Ibnu Murdawaih meriwayatkan dari hadis Yazid ibnu Khalid, dari Sulaiman ibnu Buraidah; sedangkan menurut riwayat lain dari Abdul Karim Abu Umayyah, dari Abu Buraidah, dari ayahnya, bahwa Rasulullah Saw. bersabda: Telah diturunkan kepadaku suatu ayat yang belum pernah diturunkan kepada seorang nabipun selain Sulaiman ibnu Daud dan aku sendiri, yaitu bismillahir rahmanir rahim (Dengan nama Allah Yang Maha Pemurah lagi Maha Penyayang).

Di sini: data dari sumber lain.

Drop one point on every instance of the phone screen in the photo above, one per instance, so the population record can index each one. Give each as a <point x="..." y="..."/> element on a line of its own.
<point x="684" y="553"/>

Ibnu Murdawaih meriwayatkannya pula berikut sanadnya melalui Abdul Karim Al-Kabir ibnul Mu'afa ibnu Imran, dari ayahnya, dari Umar ibnu Zar, dari Ata ibnu Abu Rabah, dari Jabir ibnu Abdullah yang menceritakan bahwa ketika diturunkan kalimat berikut: Dengan nama Allah YangMaha Pemurah lagi Maha Penyayang. Maka seluruh awan lari ke arah timur, angin hening tak bertiup, sedangkan lautan menggelora, semua binatang mendengar melalui telinga mereka, dan semua setan dirajam dari langit. Pada saat itu Allah Swt. bersumpah dengan menyebut keagungan dan kemuliaan-Nya bahwa tidak sekali-kali asma-Nya (yang ada dalam basmalah) diucapkan terhadap sesuatu melainkan Dia pasti memberkatinya. Waki' mengatakan dari Al-A'masy, dari Abu Wa'il, dari Ibnu Mas'ud yang mengatakan bahwa barang siapa yang ingin diselamatkan oleh Allah dari Malaikat Zabaniyah yang jumlahnya sembilan belas (Zabaniyah adalah juru penyiksa neraka), hendaklah ia membaca: Dengan nama Allah YangMaha Pemurah lagi Maha Penyayang. Allah akan menjadikan sebuah surga baginya pada setiap huruf dari basmalah untuk menggantikan setiap Malaikat Zabaniah. Hal ini diketengahkan oleh Ibnu Atiyyah dan Al-Qurtubi, diperkuat dan didukung oleh Ibnu Atiyyah dengan sebuah hadis yang mengatakan,

"فَقَدْ رَأَيْتُ بِضْعَةً وَثَلَاثِينَ مَلَكًا يَبْتَدِرُونَهَا" لِقَوْلِ الرَّجُلِ: رَبَّنَا وَلَكَ الْحَمْدُ حَمْدًا كَثِيرًا طَيِّبًا مُبَارَكًا فِيهِ

"Sesungguhnya aku melihat lebih dari tiga puluh malaikat berebutan (mencatat) perkataan seorang lelaki yang mengucapkan, 'rabbana walakal hamdu hamdan ka'siran tayyiban mubarakan fihi' (Wahai Tuhan kami, bagi-Mulah segala puji dengan pujian yang sebanyak-banyaknya, baik lagi diberkati), mengingat jumlah semua hurufnya ada sembilan belas." Dan dalil-dalil lainnya.
Imam Ahmad ibnu Hambal di dalam kitab Musnad-nya mengatakan bahwa:

حَدَّثَنَا مُحَمَّدُ بْنُ جَعْفَرٍ، حَدَّثَنَا شُعْبَةُ، عَنْ عَاصِمٍ، قَالَ: سَمِعْتُ أَبَا تَمِيمَةَ يُحَدِّثُ، عَنْ رَدِيفِ النَّبِيِّ صَلَّى اللَّهُ عَلَيْهِ وَسَلَّمَ قَالَ: عَثَرَ بِالنَّبِيِّ صَلَّى اللَّهُ عَلَيْهِ وَسَلَّمَ، فَقُلْتُ: تَعِس الشَّيْطَانُ. فَقَالَ النَّبِيُّ صَلَّى اللَّهُ عَلَيْهِ وَسَلَّمَ: "لَا تَقُلْ تَعِسَ الشَّيْطَانُ. فَإِنَّكَ إِذَا قُلْتَ: تَعِسَ الشَّيْطَانُ تَعَاظَمَ، وَقَالَ: بِقُوَّتِي صَرَعْتُهُ، وَإِذَا قُلْتَ: بِاسْمِ اللَّهِ، تَصَاغَرَ حَتَّى يَصِيرَ مِثْلَ الذُّبَابِ".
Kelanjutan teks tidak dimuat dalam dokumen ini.